A mass defect-based four-plex data-independent acquisition strategy (MdFDIA) was researched. In this approach, cells are grown in culture media supplemented with the isotopes ¹³C¹⁵₆N₂-lysine and D₈-lysine. After labeling has been achieved, these two labeled protein samples were digested with Lys-C, peptides were labeled in vitro with light (2¹³CD₂H) and heavy (2CD₃) dimethyl groups. Then, the four different pseudo-isobaric labeled prepared samples were mixed in a 1:1:1:1 ratio and analyzed by MS² scans with high resolution MS instrument to permitted relative quantification [202]. This approach may be employed for relatively high throughput and high accuracy comparative analysis of changes in plant proteome.

Perspectives and conclusions

There is an increasing risk of yield reduction in agricultural crops due to biotic stress, and it is becoming increasingly important to elucidate how plants respond to biotic stress. Our basic understanding of plant responses to biotic stress needs to be further improved. An understanding of proteomics at the cellular and subcellular levels will provide precise regulation targets for plant immunity. As reviewed above, recent studies have revealed that intricate molecular mechanisms are involved in biotic stress. MS-based proteomic strategies allow measurement of proteins with critical functions and contributions to biotic stress mechanisms. However, many questions remain regarding plant proteomics and its application in biotic stress.

At what depth can we cover the plant proteome?

To explain the molecular mechanism of protein level regulation in plants in response to biotic stress, it is important to know which proteins/proteomes are involved in this biological process, which raises the question of how many different proteins/proteomes can be identified in a tissue under certain conditions. Scientists have spent more than a decade studying how to increase proteome coverage in organisms, relying greatly on mass spectrometric and bioinformatic analyses. Although MS is a powerful method, there are limitations associated with the scanning rate of the mass spectrometer, incomplete databases and retrieval matching algorithms that make the identification and quantification of complete proteomes very challenging. For example, the scale of the human proteome remains a matter of debate. The number of potential protein-coding genes in the human genome is now estimated at ~ 20,000; however, the number of proteins in the human proteome ranges from 20,000 to several million [203–207]. To map the complete human proteome, thousands of LC–MS/MS analysis runs were combined, which have likewise mainly been attempted by very large-scale experiments [207–210]. Combined results showed that protein identification and quantification with high confidence at protein existence level 1 [211] has been reported in the range of 13,664–17,008, representing at least 70% of protein-coding genes in humans [204, 210, 212]. However, after decades spent increasing the metrics of proteome coverage, this aspect has not been analyzed systematically for plant proteome maps, with only 50% coverage achieved in Arabidopsis [213]. Therefore, it is necessary to quantitate and integrate the analysis of the broad-scale plant proteome. Effective analytical methods that identify proteins have advanced to provide high-quality information in human tissues, which are worthy of our study and use for reference in plant proteomics.
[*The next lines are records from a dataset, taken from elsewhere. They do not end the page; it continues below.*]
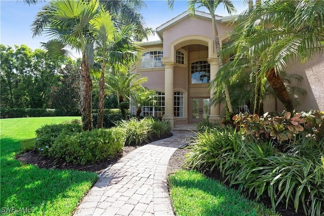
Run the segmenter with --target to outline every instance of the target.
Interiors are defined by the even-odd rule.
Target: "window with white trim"
[[[153,51],[146,52],[142,55],[142,68],[162,67],[163,51]]]
[[[176,63],[184,64],[184,53],[181,51],[177,51],[176,53]]]
[[[191,63],[191,84],[209,83],[211,82],[211,66],[207,61]]]
[[[141,116],[162,117],[164,115],[165,108],[165,99],[164,92],[157,91],[156,102],[153,104],[150,103],[142,107]],[[133,103],[131,112],[132,115],[136,115],[136,107]]]
[[[184,94],[181,91],[174,93],[174,116],[183,117]]]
A typical whole-cell proteome contains more than 10,000 different proteins, with an abundance range of seven orders of magnitude, warranting further research on the whole-cell proteome [209, 214]. In particular, offline peptide fractionation at high pH reversed-phase chromatography, followed by peptide loading for low-pH online analysis in an LC/LC–MS system, has revealed numerous profiling data at the protein level in recent years [215]. Shotgun proteomic studies have identified ~ 12,200 proteins with prior multidimensional fractionation strategies [216]. The development of MS-based proteomics coupled with subcellular fractionation protocols has provided new opportunities to elucidate mechanisms under different conditions, such as disease and stress. To obtain a comprehensive view of the plant proteome, multiple techniques applied in human or animal models could be used in concert because of the advantages and shortcomings inherent to each method.

How accurate are the proteomic data that we have?
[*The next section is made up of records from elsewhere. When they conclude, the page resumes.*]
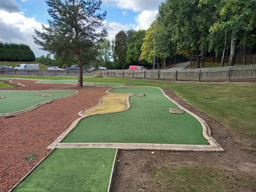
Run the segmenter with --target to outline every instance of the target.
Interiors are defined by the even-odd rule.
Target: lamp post
[[[156,27],[158,27],[158,24],[156,24],[156,25],[154,25],[154,27],[155,28],[155,34],[154,34],[154,36],[155,36],[155,38],[154,39],[154,70],[155,70],[155,45],[156,45]]]

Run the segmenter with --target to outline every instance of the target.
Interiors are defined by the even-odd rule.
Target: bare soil
[[[0,117],[0,191],[7,192],[23,177],[49,152],[46,148],[79,117],[78,113],[98,104],[109,87],[67,84],[35,83],[35,81],[14,79],[25,87],[1,88],[6,90],[77,90],[72,97],[43,105],[36,109],[6,118]],[[120,151],[112,191],[156,191],[150,177],[152,169],[170,166],[208,166],[240,172],[256,179],[255,141],[244,139],[216,120],[188,104],[172,90],[166,93],[208,124],[212,136],[225,150],[220,153],[147,150]],[[18,103],[17,103],[17,104]],[[243,142],[242,143],[245,143]],[[251,149],[250,150],[248,148]],[[38,153],[36,159],[23,158]],[[139,191],[138,191],[139,190]]]

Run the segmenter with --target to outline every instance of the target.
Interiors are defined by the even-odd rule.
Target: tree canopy
[[[95,46],[100,38],[106,36],[104,29],[96,32],[103,25],[106,11],[99,13],[101,0],[48,0],[48,13],[52,20],[48,20],[49,26],[42,25],[42,32],[35,30],[35,42],[42,49],[54,54],[58,60],[76,56],[78,63],[78,86],[82,86],[83,63],[87,64],[95,58]],[[82,60],[83,61],[82,62]]]

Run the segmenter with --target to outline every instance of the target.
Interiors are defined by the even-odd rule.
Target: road
[[[178,65],[177,65],[174,67],[172,67],[170,68],[170,69],[184,69],[186,67],[188,66],[188,65],[190,64],[190,62],[189,61],[188,61],[186,62],[185,63],[181,63],[180,64],[179,64]]]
MS-based proteomics is a highly complex analytical workflow and can be subject to large variability, leading to challenges in the acquisition of accurate and reproducible results. The results obtained from proteomics are limited by each phase: (1) sample preparation, including extraction and proteolytic digestion of the proteins; (2) peptide separation through LC; (3) MS analysis; and (4) informatic data interpretation. All these steps can introduce significant variability that needs to be accounted for at each step of the process from experiment to data analysis to obtain reproducible results. Consequently, a comprehensive and unbiased tool kit (standard, quality control or/and software) is a prerequisite for minimizing the existing variability and obtaining high-confidence results from different mass spectrometers and/or laboratories. Multiple workflows have been optimized that address these issues.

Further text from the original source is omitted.